Just as the Canter entered the ancient guard gate, we saw many peacocks and Langur monkeys. “Look at that huge monitor lizard” someone shouted and the lizard immediately disappeared into a Banyan tree. Soon we saw various kinds of deers including Sambar, Spotted Chital, and Nilgai. Our vehicle crossed the Rajbag lake for a momentary halt. “Crocodile! Crocodile!” — someone from our Canter pointed at the back of a large crocodile. It could be more than 10 feet long — if we could see their full body! And our guide sank our spirits: “Crocodiles are cold-blooded animals — they come out to the shore and laze for hours together in Summer — but not now”.

A tiger’s footprint on the mud road

A Jeep crossed our Canter and the driver said they have heard “warning calls” from other animals near the other end of the lake. “When tigers are visible and around, deer and birds give ‘warning calls’. We should listen to them to spot the tiger — that’s why you all should keep quite”, and with that all of us shut our mouths and started looking out for tigers. We only saw a group of wild hogs running around. Here a fox, there a hyena, but no tigers.

On the way, our careful guide noticed fresh Tiger footprints on the mud road. “She should have just crossed this place and should be somewhere around here” and with that we waited for 20 minutes. That quiet waiting time helped us observe the forest closely. First we noticed a huge white butterfly and then many other species — it was clear that the jungle had amazing variety of flora and fauna. A Sambar deer came near our vehicle and suspiciously looked at us. Another jeep crossed and they said that they heard “warning calls” near the lakeshore. Our driver rushed to the huge Padam Talao lake.

A beautiful butterfly deep inside the forest

In the lakeshore, a surprise awaited us: a 10-foot crocodile was taking sunbath in the shore. And we could notice large ripples of water in the lake — which could mean many such crocodiles in that one single lake!

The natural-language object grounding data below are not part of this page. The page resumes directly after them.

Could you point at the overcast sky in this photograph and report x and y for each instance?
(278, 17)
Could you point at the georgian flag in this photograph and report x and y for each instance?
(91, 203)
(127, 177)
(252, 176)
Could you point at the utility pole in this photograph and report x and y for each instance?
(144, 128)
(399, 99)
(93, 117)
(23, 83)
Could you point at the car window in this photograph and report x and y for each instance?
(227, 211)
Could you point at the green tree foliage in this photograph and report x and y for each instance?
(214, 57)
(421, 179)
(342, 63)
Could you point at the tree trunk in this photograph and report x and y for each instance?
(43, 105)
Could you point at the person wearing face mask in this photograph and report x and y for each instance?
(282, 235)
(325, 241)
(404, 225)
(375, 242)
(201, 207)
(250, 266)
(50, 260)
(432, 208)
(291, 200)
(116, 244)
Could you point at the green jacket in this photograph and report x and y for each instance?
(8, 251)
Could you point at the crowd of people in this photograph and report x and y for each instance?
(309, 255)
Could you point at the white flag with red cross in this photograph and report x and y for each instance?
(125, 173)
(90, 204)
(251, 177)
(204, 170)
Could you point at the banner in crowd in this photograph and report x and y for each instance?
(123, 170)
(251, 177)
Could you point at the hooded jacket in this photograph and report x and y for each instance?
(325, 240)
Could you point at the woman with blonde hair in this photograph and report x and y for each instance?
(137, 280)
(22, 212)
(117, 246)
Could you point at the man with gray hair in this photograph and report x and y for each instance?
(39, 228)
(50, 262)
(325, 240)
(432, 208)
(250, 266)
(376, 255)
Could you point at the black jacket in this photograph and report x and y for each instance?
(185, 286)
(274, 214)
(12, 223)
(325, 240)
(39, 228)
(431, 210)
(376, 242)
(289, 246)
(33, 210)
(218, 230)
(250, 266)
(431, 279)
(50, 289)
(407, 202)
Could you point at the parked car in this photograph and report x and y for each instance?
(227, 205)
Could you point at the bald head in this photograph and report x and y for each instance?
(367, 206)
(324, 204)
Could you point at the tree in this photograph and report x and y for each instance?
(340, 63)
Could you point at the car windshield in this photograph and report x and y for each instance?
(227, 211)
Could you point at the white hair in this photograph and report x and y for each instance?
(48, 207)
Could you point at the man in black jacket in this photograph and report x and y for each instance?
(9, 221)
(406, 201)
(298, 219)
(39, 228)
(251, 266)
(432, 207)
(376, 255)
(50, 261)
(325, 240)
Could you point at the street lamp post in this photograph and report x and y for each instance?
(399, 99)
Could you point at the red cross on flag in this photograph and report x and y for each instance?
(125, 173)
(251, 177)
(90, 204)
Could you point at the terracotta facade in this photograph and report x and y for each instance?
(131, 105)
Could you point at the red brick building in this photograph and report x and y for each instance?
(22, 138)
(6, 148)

In search of the tiger, we forgot to look at the breathtaking views of the huge lakes and ancient forts in front of us.

It was evening and the orange sunlight was partly blocked by white clouds. In the side were tall winding hills with an ancient fort on top of that (with the background voice of our guide: “This fort was built in 10th century and is 7 kilo-meters long. It overlooks Rann and adjoins Thambore and that’s why it’s called Ranthambore”). We could also find many old man-made structures that are now crumbling. The evening sunlight made colorful hues and the added effect was the background noise of parrots and birds. Gentle breeze touched us. Add to it the crocodiles silently swimming in the lake at the foot of the hill. That made for a mesmerizing scene and reminded me of Rudyard Kipling’s Seoni forest in which his Mowgli story was set.

A crocodile in the Padam Talao lakeshore
The “crocodile-infested” Padam Talao lake

A Jeep wheezed past us and the driver shouted “we saw the tiger” and theirs was Track 2. Our guide told that ours was also on the same track, but somehow missed it.

After the safari, we realized that we were in a mess with lots of sand dust settled on us. With no good restaurants nearby, we managed to eat whatever we could get for that day. Also the “red-and-black stripes” eluded us. Nevertheless, it was best wildlife safari for us — we’re keen to visit Ranthambore again, not in search of tigers but to see the spectacular Padam Talao lake!